For Youth Under Age 6
SED with respect to a youth under six years of age means the youth exhibits a severe behavioral abnormality that cannot be attributed to intellectual, sensory, or health factors and that results in substantial impairment in functioning for a period of at least six months and obviously predictable to continue for a period of at least six months, as manifested by one or more of the following:
a) Atypical, disruptive, or dangerous behavior which is aggressive or self-injurious; b) Atypical emotional responses which interfere with the child’s functioning, such as an inability to communicate emotional needs and to tolerate normal frustrations; c) Atypical thinking patterns which, considering age and developmental expectations, are bizarre, violent, or hypersexual; d) Lack of positive interests in adults and peers or a failure to initiate or respond to most social interaction; e) Indiscriminate sociability (e.g., excessive familiarity with strangers) that results in a risk of personal safety of the child; or f) Inappropriate and extreme fearfulness or other distress which does not respond to comfort by care givers.
3. Outpatient interventions have been attempted and have been documented to be insufficient to meet the youth’s needs and safety concerns;
4. There is a comprehensive and viable discharge plan with an estimated length of stay.
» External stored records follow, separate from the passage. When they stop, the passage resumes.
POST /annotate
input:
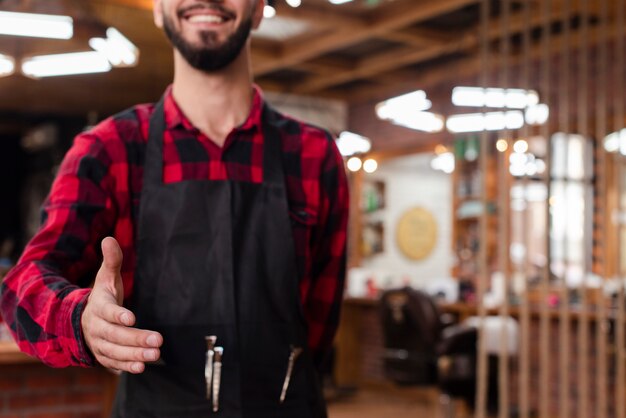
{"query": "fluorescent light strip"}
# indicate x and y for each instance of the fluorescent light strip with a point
(65, 64)
(116, 48)
(493, 121)
(36, 25)
(420, 121)
(7, 65)
(494, 97)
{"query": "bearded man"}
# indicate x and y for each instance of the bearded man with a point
(212, 231)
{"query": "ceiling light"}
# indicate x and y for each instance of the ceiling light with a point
(520, 146)
(269, 11)
(7, 65)
(116, 48)
(36, 25)
(354, 164)
(420, 121)
(494, 97)
(443, 162)
(369, 166)
(350, 143)
(493, 121)
(408, 110)
(399, 106)
(615, 142)
(65, 64)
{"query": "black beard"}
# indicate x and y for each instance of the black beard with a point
(209, 57)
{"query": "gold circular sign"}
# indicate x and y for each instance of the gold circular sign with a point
(417, 233)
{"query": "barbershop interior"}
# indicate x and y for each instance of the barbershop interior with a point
(484, 143)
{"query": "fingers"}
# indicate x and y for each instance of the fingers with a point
(111, 255)
(114, 314)
(122, 353)
(130, 337)
(122, 348)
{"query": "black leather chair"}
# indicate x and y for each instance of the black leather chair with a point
(421, 349)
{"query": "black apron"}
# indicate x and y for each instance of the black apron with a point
(217, 258)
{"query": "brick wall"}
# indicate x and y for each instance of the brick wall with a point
(36, 391)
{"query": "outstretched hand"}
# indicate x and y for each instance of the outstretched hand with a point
(107, 326)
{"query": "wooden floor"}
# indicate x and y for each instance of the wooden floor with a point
(387, 401)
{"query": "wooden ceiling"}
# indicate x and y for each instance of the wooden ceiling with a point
(358, 52)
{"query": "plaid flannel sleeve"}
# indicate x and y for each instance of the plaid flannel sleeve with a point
(328, 267)
(43, 297)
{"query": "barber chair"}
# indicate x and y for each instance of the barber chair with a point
(421, 349)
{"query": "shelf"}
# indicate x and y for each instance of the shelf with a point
(10, 354)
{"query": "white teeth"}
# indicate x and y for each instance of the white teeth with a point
(206, 19)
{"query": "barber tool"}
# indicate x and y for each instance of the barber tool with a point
(293, 356)
(208, 368)
(217, 375)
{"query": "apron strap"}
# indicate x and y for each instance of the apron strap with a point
(153, 166)
(273, 171)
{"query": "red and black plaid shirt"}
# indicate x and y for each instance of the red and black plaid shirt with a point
(96, 193)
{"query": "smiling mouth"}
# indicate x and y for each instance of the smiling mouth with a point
(205, 19)
(202, 13)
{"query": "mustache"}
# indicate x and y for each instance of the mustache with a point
(206, 6)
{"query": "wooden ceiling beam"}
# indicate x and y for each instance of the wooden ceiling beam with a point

5. Additional criteria: youth must meet at least (3) of the following (4) criteria:
a) Symptoms of the youth’s emotional disturbance or mental illness are of a severe or persistent nature requiring more intensive treatment and clinical supervision than can be provided by outpatient mental health service; b) The youth exhibits behaviors related to the covered diagnosis that result in significant risk for psychiatric hospitalization or placement in a more restrictive environment if therapeutic family care is not provided, or the youth is currently being treated or maintained in a more restrictive environment and requires a structured treatment environment in order to be successfully treated in a less restrictive setting; c) As a result of the serious emotional disturbance, the youth exhibits an inability to perform daily living activities in a developmentally appropriate manner; d) The youth is transitioning from an out of home placement to a community setting and there is clinical evidence that less-intensive treatment will not be sufficient to prevent clinical deterioration, to stabilize the disorder, to support effective rehabilitation or to avert the need to initiate or continue a more intensive level of care due to current risk to the youth or others.
Additionally, child is under the custody of the Child and Family Services, Tribal Social Services, or may be a private placement by a family but funding must be available for the child’s care.